Durante alguns instantes, para resgatar o Uruguai, apareceu Cavani, obrigado a jogar por dois com a ausência de Luis Suárez, pois Forlán mostrou estar fora de forma. Cavani não alcançou a bola em um chute de González na única ocasião clara de gol do Uruguai. A ação foi até ridícula quando comparada com a jogada do 2 x 0 da Colômbia. Cuadrado começou a jogada na direita com um excelente toque e a terminou com uma assistência de cabeça para a chegada do infalível James. A bola foi de lado a lado, bem tocada por Jackson, melhor centrada por Armero, arrematada por James.

O golaço transtornou o Uruguai, que nem com as mudanças encontrou a maneira de entrar no jogo, controlado pela Colômbia, resguardada em Ospina. A Colômbia provoca admiração não apenas pela maneira de atacar, mas também pela maneira como se defende, com calma, sem estridências, de forma natural, apoiada na técnica de seus jogadores explosivos e cheios de fibra. Os comandados de Pékerman, invicto na Copa do Mundo, têm muita mobilidade. A Colômbia não podia ter melhor presente para celebrar sua histórica passagem às quartas pela primeira vez na vida do que enfrentar o Brasil.

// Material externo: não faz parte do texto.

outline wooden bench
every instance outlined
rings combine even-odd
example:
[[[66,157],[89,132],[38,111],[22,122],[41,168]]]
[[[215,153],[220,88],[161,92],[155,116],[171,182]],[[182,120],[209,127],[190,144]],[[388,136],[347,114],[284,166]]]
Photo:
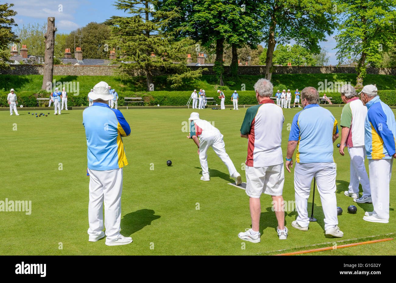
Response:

Brasil x Colômbia, a sociedade James Rodríguez-Cuadrado contra a solidão de Neymar, violinos contra tambores, ainda soa a música dos colombianos no Maracanã. Os rapazes de Pékerman não apenas jogam bem como os de Maturana, mas, além disso, ganham com gols magistrais de James Rodríguez, o novo ídolo do país de Higuita e Valderrama e da autêntica cumbia do futebol.